My work often begins with an image that arrives before language. It may appear as a sensation, an atmosphere, a dream, or a fleeting vision, something that asks to be translated into form. Painting becomes the space where I follow these intuitions, allowing them to unfold and reveal what they carry. Through this process, I return to a central question: how can something deeply felt, yet unseen, take on a visible presence?

Sound offers an important reference point in my practice. It has no fixed shape, yet it moves through the body and resonates on an emotional level. I am interested in whether painting can function in a similar way —How color, texture, and form might hold and transmit feeling, making the intangible gently perceptible.

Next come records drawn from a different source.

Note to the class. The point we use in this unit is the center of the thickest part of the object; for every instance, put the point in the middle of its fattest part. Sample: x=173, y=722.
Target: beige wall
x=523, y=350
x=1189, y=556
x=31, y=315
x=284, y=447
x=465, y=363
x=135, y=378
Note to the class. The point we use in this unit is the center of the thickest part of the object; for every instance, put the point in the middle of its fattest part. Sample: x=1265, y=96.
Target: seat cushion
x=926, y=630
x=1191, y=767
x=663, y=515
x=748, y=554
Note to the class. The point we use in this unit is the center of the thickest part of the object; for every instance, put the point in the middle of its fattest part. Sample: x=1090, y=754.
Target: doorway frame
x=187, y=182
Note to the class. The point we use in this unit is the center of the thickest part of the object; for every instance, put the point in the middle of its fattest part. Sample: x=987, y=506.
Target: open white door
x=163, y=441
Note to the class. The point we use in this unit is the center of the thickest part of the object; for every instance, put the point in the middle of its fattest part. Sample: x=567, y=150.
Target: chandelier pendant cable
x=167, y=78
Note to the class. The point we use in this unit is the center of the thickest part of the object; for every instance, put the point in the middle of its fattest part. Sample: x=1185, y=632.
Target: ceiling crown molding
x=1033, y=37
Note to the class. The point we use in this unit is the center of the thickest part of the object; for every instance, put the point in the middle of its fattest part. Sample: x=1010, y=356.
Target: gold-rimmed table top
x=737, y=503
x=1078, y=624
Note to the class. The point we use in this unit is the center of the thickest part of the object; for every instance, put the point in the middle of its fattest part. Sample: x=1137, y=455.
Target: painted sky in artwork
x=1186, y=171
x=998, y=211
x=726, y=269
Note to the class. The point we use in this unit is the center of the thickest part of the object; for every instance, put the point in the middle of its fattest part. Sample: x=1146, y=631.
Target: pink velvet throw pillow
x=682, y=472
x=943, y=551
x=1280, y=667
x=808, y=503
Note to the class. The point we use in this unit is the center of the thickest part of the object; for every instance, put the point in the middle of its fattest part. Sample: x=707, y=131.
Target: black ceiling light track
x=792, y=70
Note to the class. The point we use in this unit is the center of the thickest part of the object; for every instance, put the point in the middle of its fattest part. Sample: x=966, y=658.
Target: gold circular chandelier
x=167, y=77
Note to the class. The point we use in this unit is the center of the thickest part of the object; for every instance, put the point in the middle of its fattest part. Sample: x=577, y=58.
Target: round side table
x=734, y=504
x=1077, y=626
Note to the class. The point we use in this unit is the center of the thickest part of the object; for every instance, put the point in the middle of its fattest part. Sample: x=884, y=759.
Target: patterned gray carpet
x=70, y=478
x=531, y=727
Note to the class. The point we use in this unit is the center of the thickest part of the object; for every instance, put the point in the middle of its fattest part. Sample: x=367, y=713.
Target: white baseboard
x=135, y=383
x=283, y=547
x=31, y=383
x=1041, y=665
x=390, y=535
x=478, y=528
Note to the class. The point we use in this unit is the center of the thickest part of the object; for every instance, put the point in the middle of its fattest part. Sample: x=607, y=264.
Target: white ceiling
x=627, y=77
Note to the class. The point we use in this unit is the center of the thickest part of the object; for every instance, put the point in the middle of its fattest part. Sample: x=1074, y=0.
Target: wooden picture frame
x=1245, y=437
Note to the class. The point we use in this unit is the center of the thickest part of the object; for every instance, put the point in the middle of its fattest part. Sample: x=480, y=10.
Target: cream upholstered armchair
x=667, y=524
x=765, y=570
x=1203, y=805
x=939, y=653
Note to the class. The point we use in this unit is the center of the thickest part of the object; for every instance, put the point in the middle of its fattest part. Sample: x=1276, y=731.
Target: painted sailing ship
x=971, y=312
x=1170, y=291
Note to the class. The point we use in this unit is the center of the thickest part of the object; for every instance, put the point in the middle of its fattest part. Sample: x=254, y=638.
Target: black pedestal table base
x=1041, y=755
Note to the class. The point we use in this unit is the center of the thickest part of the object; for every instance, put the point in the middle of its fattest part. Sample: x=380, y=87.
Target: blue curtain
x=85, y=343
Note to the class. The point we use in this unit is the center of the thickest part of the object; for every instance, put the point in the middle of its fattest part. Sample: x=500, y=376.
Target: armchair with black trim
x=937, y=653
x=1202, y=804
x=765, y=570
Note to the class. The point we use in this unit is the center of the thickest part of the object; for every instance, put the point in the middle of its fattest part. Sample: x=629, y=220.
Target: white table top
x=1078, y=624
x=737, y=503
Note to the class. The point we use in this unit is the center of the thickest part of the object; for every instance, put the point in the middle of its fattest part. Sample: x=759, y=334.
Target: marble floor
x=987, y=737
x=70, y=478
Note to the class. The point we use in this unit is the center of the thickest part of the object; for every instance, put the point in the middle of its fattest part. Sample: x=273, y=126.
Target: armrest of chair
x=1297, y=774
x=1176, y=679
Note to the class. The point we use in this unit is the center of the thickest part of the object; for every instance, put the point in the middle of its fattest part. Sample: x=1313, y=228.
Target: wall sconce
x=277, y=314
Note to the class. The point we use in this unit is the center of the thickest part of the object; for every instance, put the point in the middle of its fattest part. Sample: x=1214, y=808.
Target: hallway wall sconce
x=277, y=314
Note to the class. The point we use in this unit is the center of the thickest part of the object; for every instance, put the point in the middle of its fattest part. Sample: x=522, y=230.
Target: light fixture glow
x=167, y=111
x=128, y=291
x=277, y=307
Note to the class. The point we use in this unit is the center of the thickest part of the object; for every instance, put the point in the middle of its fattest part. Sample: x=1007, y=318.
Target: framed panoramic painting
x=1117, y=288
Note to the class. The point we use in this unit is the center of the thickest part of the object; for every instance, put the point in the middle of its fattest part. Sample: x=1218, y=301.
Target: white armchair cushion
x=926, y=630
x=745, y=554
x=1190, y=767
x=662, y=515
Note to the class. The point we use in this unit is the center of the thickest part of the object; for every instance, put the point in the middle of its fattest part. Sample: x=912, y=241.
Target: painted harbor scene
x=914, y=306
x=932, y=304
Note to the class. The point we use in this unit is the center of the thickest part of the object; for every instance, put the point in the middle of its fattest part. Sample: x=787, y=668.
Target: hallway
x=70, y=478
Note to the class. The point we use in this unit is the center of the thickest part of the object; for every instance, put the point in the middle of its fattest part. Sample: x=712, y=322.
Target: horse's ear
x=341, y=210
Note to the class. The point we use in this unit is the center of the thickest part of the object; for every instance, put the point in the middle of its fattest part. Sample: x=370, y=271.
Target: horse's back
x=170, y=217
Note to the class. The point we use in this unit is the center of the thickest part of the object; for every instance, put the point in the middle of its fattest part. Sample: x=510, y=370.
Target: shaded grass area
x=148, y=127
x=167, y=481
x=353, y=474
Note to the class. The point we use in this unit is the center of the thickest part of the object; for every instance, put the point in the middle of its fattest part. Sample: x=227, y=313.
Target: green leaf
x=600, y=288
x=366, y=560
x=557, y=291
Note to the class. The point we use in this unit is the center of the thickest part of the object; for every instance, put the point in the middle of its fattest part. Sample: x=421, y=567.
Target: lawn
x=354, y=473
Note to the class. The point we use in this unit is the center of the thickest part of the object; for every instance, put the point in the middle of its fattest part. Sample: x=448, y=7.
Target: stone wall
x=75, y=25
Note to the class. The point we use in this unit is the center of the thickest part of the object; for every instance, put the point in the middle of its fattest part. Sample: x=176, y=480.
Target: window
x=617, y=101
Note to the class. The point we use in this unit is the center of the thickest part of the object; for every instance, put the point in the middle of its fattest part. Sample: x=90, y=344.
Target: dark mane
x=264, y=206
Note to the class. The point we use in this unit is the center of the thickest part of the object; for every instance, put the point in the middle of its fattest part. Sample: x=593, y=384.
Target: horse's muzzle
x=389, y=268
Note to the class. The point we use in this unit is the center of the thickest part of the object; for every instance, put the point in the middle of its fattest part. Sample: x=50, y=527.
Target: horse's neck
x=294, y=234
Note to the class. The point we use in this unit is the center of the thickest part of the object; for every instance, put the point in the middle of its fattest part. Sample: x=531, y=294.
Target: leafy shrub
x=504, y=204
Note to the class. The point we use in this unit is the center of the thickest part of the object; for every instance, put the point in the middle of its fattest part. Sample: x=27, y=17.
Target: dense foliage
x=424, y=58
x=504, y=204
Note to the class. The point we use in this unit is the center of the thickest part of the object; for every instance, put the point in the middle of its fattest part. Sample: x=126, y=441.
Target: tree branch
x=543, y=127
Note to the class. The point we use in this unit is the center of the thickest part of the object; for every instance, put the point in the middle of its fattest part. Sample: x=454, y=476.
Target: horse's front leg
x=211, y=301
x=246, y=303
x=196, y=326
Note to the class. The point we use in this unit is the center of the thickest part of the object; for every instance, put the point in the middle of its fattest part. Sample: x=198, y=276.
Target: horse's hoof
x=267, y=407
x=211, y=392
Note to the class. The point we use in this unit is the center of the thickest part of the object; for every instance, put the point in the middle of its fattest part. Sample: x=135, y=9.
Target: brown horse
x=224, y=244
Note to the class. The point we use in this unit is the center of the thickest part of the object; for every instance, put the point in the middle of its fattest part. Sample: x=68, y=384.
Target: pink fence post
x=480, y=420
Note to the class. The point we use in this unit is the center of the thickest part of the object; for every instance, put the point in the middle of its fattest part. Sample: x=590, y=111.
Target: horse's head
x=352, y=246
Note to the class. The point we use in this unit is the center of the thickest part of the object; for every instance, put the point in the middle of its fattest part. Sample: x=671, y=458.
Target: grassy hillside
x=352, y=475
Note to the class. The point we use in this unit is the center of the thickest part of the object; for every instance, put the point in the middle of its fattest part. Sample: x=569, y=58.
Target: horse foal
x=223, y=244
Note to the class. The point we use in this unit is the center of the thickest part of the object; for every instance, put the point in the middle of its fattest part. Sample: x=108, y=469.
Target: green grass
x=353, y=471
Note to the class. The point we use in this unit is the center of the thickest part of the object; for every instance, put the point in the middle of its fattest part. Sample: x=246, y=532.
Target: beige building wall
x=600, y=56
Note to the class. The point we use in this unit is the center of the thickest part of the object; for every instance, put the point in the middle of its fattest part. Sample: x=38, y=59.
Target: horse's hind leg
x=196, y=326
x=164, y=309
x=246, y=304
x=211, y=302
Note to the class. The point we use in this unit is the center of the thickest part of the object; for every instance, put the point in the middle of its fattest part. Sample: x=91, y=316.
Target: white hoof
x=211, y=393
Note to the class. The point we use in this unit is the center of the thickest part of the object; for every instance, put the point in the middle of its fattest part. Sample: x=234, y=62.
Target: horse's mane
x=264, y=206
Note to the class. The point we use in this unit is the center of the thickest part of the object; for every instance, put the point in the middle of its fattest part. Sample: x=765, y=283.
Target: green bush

I am drawn to the threshold between inner and outer worlds, where memory, grief, intuition, and transformation shape our experience of reality. Rather than constructing clear narratives, I create atmospheres or situations that invites into their own interior landscapes. Within the work, light and darkness, tension and stillness, presence and absence coexist, reflecting the shifting movement between shadow and illumination that accompanies many human experiences.

My process is both intuitive and reflective. Images emerge instinctively, and only through making do I begin to understand their meaning. Each work develops through a dialogue, an exchange between what appears and what is discovered. In this sense, painting becomes an act of translation: a way of giving form to emotional and psychological states that often resist articulation.

At the core of my practice are las profundidades—the depths. It allows me to approach what is uncertain, hidden, or difficult to name. Within this space, something can shift, open, or transform. I think of my work as a gesture toward shared experience: a place where personal inquiry becomes collective, and where others might encounter something of their own.

Ileana

" The achievements that are claimed by the high dimensions are those that are unseen "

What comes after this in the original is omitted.